Each state has its own protocol for handling missed or late payments. As per California Labor Code (CLC) 201 section (a), if you are dismissed by your employer, the wages you’ve accrued that are unpaid at the time of discharge are immediately due and payable. Furthermore, if the previous employee requests that their payment is made via mail, it shall be granted. In accordance with section (b) under CLC 201, the state employee shall assume to make an immediate payment of wages for any unused annual or holiday leave and vacation days. In reference to time off compensation, certain limitations apply. For instance, an employee is entitled to time off pay if they have worked overtime, and compensation for time off was already established and agreed upon by the company. Please keep in mind that this must have occurred at least five work days prior to the employee’s final day of employment. In lieu of this statute, the employee must submit a written notice authorizing the state to tender payment to the employee’s account in a state-sponsored retirement plan (see Sections 401(k) , 403(b) , or 457 of the Internal Revenue Code for more information).

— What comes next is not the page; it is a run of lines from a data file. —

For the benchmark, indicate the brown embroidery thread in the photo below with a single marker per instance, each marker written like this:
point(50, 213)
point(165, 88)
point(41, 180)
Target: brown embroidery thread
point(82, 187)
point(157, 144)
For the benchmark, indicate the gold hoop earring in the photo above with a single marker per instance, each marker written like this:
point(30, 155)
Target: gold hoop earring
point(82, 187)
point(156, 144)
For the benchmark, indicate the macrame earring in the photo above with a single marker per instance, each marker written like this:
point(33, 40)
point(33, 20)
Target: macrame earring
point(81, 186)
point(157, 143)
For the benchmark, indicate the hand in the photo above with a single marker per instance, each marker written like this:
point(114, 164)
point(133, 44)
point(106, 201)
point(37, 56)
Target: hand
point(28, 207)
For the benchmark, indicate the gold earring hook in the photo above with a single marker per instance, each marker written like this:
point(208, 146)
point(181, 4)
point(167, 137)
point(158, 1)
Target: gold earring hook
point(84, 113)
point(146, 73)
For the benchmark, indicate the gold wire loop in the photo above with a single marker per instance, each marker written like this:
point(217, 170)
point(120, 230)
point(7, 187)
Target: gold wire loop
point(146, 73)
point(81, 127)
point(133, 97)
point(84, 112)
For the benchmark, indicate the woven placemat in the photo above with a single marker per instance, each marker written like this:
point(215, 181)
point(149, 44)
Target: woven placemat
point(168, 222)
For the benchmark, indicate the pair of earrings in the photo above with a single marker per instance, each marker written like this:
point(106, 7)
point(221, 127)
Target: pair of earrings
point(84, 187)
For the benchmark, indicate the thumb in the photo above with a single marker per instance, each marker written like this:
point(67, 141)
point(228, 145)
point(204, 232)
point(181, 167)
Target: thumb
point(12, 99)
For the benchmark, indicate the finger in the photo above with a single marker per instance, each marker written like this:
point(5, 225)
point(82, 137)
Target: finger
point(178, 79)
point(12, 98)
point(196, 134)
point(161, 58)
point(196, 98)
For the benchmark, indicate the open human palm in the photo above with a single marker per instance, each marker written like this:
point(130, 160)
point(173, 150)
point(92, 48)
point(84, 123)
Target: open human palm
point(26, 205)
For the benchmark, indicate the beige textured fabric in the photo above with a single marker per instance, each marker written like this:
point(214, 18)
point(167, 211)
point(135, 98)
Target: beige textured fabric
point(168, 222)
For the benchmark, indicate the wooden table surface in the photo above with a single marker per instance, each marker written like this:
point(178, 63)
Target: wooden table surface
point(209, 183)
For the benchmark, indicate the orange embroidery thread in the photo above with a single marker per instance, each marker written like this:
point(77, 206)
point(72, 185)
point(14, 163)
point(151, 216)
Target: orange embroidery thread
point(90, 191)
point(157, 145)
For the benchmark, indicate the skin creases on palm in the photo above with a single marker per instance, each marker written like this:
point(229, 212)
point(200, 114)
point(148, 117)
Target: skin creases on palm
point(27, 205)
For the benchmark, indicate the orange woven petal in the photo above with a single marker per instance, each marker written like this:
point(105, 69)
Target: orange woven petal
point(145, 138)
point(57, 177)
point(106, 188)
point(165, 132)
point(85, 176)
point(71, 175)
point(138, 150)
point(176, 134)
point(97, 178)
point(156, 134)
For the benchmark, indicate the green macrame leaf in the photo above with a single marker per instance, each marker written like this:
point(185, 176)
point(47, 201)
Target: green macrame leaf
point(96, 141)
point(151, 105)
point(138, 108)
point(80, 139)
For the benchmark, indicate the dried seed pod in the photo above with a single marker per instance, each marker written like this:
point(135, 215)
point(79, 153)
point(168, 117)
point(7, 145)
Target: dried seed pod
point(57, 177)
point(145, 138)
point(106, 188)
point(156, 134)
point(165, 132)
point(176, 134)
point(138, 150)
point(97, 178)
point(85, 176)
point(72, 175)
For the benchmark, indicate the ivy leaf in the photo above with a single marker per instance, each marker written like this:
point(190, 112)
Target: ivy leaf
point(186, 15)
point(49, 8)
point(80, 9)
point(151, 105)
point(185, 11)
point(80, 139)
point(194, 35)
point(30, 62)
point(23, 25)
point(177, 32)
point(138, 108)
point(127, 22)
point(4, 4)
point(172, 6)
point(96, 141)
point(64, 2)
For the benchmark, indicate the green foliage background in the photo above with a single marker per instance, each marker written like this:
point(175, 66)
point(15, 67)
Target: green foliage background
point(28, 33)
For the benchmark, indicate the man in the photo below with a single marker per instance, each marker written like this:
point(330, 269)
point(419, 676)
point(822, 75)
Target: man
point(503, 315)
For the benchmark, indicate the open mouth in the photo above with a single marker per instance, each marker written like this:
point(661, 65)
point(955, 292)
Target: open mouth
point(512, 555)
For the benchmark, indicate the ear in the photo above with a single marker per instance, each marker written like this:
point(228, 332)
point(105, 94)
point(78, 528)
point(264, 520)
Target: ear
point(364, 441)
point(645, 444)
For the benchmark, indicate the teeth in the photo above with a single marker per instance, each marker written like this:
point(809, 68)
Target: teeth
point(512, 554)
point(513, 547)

California’s labor laws protect all workers, regardless of immigration status. Now that you understand your rights according to California’s labor laws, let’s explore what happens if an employer violates wage laws and you never receive compensation. In this case, you can:
- Send a written notice. Writing a notice to request wages from your employer that can be tracked physically and/or digitally can drastically improve your case.
- File a claim. If you have not received compensation for your work, you can file a claim with your state’s labor department.
- Check employee manual and agreement. After you’ve completed onboarding, most companies give their new employees a handbook and a copy of their contract that carefully explains different aspects of their job performance, payment, and any termination clauses.
- Hire an attorney. If your situation is more complex regarding payday laws, wrongful termination, and other special circumstances surrounding leaving your place of employment, a skilled employment attorney can help.
An employer who willfully fails to pay any wages to a terminated employee in the authorized time frame may be evaluated for a waiting time penalty. This condition is upheld regardless of how an employee leaves their job. Based on a report by dir.ca.gov, “the waiting time penalty is an amount equal to the employee’s daily rate of pay for each day the wages remain unpaid, up to a maximum of thirty (30) calendar days.”
Nonetheless, if an employee follows their heart onward to something better or were terminated by their employer, there’s one thing that’s clear… workers in California and across the United States should receive the wages they are owed by their employers.